# Pandas Library

The pandas library is used for working with data in the form of tables, time series or datasets. Loading and saving data from different sources (csv, xlsx, sql database ...).

Provides highly optimized data structures for data analysis.

We will use it for data exploration and data modification (ETL process).

Pandas uses numpy library in the background to work with multidimensional data.

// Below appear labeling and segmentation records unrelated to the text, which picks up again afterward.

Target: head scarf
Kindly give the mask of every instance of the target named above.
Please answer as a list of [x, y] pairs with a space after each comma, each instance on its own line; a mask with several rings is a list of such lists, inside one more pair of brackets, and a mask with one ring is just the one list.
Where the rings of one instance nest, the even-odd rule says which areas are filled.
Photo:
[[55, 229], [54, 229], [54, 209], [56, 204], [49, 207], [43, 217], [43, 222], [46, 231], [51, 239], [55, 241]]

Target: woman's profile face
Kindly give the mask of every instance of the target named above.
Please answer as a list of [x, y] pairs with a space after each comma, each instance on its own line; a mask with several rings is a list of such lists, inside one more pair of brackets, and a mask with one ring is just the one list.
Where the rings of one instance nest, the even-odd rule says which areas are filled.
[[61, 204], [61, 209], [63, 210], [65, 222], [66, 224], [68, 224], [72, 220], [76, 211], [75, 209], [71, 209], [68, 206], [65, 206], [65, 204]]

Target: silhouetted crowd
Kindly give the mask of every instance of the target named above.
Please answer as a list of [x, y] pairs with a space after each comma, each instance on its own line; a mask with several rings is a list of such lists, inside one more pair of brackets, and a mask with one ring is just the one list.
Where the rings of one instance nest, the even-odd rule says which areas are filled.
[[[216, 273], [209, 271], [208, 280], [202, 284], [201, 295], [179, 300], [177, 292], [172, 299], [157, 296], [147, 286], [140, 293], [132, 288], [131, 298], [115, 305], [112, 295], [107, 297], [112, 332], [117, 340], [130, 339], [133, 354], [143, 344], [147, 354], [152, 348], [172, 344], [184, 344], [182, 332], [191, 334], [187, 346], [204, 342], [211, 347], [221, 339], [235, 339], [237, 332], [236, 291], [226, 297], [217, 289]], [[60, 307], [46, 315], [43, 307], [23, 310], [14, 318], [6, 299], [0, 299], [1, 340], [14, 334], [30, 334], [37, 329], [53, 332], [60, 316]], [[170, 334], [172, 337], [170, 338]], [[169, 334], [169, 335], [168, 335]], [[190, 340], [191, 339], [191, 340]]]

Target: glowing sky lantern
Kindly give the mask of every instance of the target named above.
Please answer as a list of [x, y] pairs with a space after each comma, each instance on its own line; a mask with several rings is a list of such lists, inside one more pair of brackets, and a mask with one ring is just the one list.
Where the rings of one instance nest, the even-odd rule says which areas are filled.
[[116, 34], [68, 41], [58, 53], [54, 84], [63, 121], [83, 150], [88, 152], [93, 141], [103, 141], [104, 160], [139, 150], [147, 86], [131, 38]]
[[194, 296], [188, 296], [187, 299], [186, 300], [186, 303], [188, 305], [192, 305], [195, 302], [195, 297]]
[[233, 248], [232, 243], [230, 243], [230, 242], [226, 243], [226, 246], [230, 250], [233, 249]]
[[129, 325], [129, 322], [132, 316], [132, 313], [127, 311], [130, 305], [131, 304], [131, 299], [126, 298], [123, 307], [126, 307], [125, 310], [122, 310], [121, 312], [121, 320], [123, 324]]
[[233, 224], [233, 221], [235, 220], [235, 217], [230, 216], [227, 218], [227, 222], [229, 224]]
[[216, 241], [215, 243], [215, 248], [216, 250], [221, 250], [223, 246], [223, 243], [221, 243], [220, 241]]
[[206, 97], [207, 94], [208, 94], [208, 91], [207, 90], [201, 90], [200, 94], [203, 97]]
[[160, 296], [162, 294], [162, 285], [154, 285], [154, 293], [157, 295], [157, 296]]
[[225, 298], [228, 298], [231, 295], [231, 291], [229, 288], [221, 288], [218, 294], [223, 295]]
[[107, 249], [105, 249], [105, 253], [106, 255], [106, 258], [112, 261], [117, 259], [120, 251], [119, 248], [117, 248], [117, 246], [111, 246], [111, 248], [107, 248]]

We'll look at that later.

Installation using pip: **pip install pandas**


In [None]:
import pandas as pd

## Loading data from CSV

In [None]:
salary = pd.read_csv ("..\\dataset\\salary_dataset.csv")

Data display

In [None]:
salary

## Reading data from excel
For this functionality you need to install the openpyxl library: **pip install openpyxl**

In [None]:
customers = pd.read_excel ("..\\dataset\\mall_customers.xlsx")

Displaying part of the data

In [None]:
customers

## Reading data from Sqlite3 database using SQL query

In [None]:
import sqlite3
cur = sqlite3.connect ("..\\dataset\\database.db")
points = pd.read_sql_query ("SELECT * FROM points", cur)
points

## Change data format and export
Sometimes it can be useful to read structured data in one format and want to convert it to another format.

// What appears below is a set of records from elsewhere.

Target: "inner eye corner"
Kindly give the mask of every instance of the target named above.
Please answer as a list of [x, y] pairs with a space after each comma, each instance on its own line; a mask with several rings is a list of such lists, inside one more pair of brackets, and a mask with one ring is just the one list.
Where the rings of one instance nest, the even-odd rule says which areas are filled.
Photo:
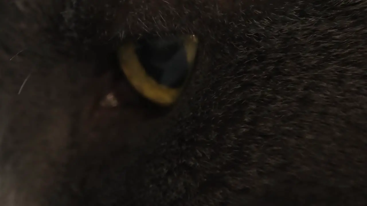
[[120, 68], [145, 98], [171, 106], [191, 78], [198, 45], [193, 35], [141, 38], [120, 48]]

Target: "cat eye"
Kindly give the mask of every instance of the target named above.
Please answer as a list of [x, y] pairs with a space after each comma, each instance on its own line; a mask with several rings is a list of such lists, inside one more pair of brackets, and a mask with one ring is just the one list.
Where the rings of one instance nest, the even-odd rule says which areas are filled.
[[197, 44], [194, 35], [140, 39], [119, 48], [120, 66], [142, 96], [169, 106], [177, 100], [190, 76]]

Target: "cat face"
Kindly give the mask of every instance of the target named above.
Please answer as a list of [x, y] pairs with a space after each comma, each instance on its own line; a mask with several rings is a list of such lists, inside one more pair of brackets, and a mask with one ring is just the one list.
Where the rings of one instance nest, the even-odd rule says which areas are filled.
[[[60, 1], [0, 0], [2, 205], [365, 196], [363, 1]], [[193, 35], [162, 106], [119, 51]]]

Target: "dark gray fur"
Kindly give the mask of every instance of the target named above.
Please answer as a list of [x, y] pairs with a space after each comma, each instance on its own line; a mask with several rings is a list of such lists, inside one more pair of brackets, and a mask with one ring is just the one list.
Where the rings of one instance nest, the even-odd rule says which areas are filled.
[[[64, 1], [0, 0], [0, 205], [367, 204], [367, 1]], [[121, 40], [182, 33], [171, 110], [85, 117]]]

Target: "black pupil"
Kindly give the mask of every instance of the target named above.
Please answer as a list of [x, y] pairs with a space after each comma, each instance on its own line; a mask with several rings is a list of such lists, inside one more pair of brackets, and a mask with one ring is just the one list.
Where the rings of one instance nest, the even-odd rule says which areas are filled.
[[158, 83], [172, 88], [182, 86], [189, 65], [181, 39], [170, 37], [141, 40], [136, 52], [147, 73]]

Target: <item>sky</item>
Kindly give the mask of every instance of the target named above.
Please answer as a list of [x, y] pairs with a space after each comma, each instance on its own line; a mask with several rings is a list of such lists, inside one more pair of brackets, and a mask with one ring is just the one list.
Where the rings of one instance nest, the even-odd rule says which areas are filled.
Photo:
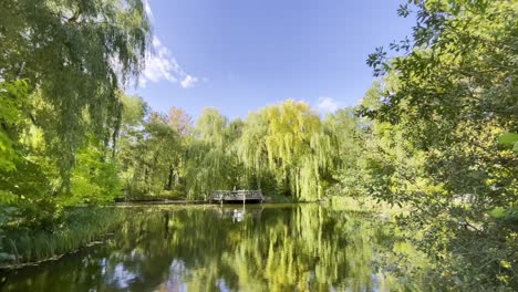
[[356, 105], [380, 45], [411, 33], [403, 0], [147, 0], [153, 44], [130, 93], [154, 111], [229, 118], [293, 98], [320, 113]]

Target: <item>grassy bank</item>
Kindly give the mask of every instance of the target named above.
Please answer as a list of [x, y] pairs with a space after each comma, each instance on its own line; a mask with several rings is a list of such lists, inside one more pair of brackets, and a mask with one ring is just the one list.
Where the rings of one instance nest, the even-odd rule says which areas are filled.
[[114, 207], [83, 207], [65, 210], [52, 230], [0, 229], [0, 268], [52, 260], [102, 240], [124, 220]]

For example, poitns was read from sqlite3 and we need to work with it in JSON.

In [None]:
points.to_json()

Or save them to a csv file.

In [None]:
points.to_csv("..\\dataset\\database.csv")

If we want to put them into XML, we need to have the lxml library installed: **pip install lxml**

In [None]:
points.to_xml()

## Structure of read data
Pandas returns the DataFrame data type when it is read. 

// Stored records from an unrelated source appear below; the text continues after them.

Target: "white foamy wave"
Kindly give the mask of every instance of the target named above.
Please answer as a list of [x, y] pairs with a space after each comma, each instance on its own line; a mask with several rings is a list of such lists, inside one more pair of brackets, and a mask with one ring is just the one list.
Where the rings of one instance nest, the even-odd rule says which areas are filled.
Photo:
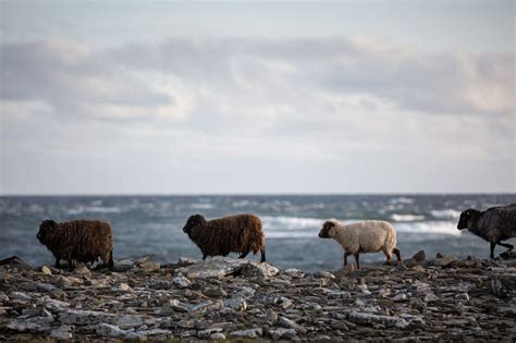
[[101, 206], [77, 206], [67, 210], [69, 215], [81, 213], [120, 213], [120, 207], [101, 207]]
[[300, 228], [320, 229], [324, 223], [323, 219], [303, 217], [261, 217], [263, 226], [281, 228], [283, 230], [297, 230]]
[[302, 231], [302, 230], [293, 230], [293, 231], [269, 231], [265, 229], [266, 237], [267, 238], [317, 238], [319, 233], [318, 230], [312, 231]]
[[455, 219], [460, 217], [460, 212], [454, 209], [431, 210], [430, 213], [438, 219]]
[[398, 198], [393, 198], [393, 199], [389, 200], [389, 203], [391, 203], [391, 204], [414, 204], [415, 200], [402, 196], [402, 197], [398, 197]]
[[189, 208], [211, 209], [211, 208], [214, 208], [214, 205], [213, 204], [207, 204], [207, 203], [191, 204]]
[[391, 216], [391, 219], [394, 221], [418, 221], [418, 220], [423, 220], [425, 216], [394, 213]]
[[[396, 232], [398, 233], [435, 233], [459, 236], [460, 231], [450, 221], [425, 221], [414, 223], [396, 223]], [[398, 236], [400, 240], [400, 236]]]

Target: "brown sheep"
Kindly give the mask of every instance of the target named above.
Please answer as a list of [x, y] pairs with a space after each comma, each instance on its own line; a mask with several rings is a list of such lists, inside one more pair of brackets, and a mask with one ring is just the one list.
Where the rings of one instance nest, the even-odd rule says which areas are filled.
[[207, 221], [202, 216], [188, 218], [183, 232], [200, 248], [202, 259], [207, 256], [228, 256], [241, 253], [245, 258], [251, 250], [261, 253], [261, 261], [266, 261], [265, 235], [261, 220], [254, 215], [237, 215]]
[[61, 259], [67, 260], [70, 270], [73, 270], [72, 260], [93, 264], [100, 257], [109, 269], [113, 269], [112, 230], [107, 222], [73, 220], [57, 223], [45, 220], [36, 237], [52, 252], [56, 268], [60, 267]]

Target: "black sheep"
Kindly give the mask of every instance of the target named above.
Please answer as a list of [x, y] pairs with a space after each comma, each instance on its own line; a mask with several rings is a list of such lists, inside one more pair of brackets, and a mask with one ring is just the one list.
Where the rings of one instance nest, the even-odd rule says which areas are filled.
[[457, 229], [468, 229], [472, 234], [490, 242], [491, 258], [494, 258], [496, 244], [511, 252], [514, 246], [502, 241], [516, 237], [516, 204], [491, 207], [484, 211], [467, 209], [460, 213]]

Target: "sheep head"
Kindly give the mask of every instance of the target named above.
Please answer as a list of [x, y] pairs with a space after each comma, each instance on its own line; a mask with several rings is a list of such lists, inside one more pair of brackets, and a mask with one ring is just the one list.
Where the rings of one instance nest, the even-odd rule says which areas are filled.
[[458, 219], [457, 229], [468, 229], [470, 225], [470, 220], [479, 213], [476, 209], [469, 208], [460, 213], [460, 218]]
[[39, 240], [39, 243], [46, 244], [48, 238], [53, 235], [53, 232], [58, 229], [58, 223], [53, 220], [44, 220], [39, 224], [39, 232], [36, 237]]
[[319, 231], [319, 238], [331, 238], [330, 231], [335, 228], [336, 224], [333, 221], [327, 221]]
[[183, 228], [183, 232], [191, 236], [193, 229], [202, 226], [204, 224], [206, 224], [205, 217], [200, 215], [191, 216]]

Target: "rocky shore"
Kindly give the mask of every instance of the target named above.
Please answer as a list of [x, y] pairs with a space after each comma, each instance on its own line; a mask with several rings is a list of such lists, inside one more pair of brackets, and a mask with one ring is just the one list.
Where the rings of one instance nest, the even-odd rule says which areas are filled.
[[516, 338], [515, 254], [420, 252], [401, 265], [316, 273], [223, 257], [122, 259], [115, 271], [2, 264], [0, 341]]

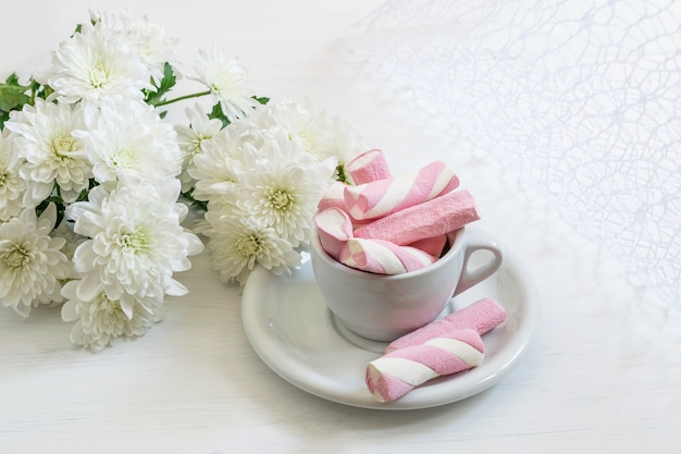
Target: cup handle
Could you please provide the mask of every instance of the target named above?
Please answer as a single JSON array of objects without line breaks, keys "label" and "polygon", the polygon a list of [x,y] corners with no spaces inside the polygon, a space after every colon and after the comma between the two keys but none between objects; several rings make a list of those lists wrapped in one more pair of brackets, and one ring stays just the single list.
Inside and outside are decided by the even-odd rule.
[{"label": "cup handle", "polygon": [[[502,263],[504,262],[504,249],[496,243],[495,240],[490,236],[475,233],[467,233],[466,236],[463,268],[461,269],[459,283],[454,291],[454,296],[490,278],[502,267]],[[493,257],[491,257],[486,263],[476,267],[474,270],[469,270],[468,265],[470,258],[478,250],[488,250],[492,253]]]}]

DataFrame is the main object of pandas, it resembles an Excel table or SQL table.
* Each column can have a different data type.
* Each row has an index that can be customized.

A DataFrame consists of
- Series - column of data 
- columns - a list of columns of type Index. Column names can be edited
- index - table rows

In [None]:
type(points)

We can list the dataset structure using info.

In [None]:
points.info()

### Series
The values are stored using the numpy library. We will use it later.

We can access the column by its name and it can be seen that it is of type Series.

In [None]:
points["NAME"]

It is also possible to select subsets of columns. A subset is defined as a list []

In [None]:
points[["NAME", "CATEGORY"]]

In [None]:
type(points["NAME"])

### Columns
columns is a DataFrame attribute that contains a list of all column names.

In [None]:
points.columns

In [None]:
type(points.columns)

Columns can be renamed. Renaming is done by editing the dictionary entry
* inplace = False, the column is renamed within the output
* inplace = True, rename within the dataset installation

In [None]:
points.rename(columns={"CATEGORY":"Category"})

In [None]:
points.columns

So if we want to rename a column permanently, we need to use inplace=True

In [None]:
points.rename(columns={"CATEGORY":"Category"}, inplace=True)

In [None]:
points.columns

### Index
In pandas, Index is a basic object that represents an index of rows or columns in a DataFrame or Series.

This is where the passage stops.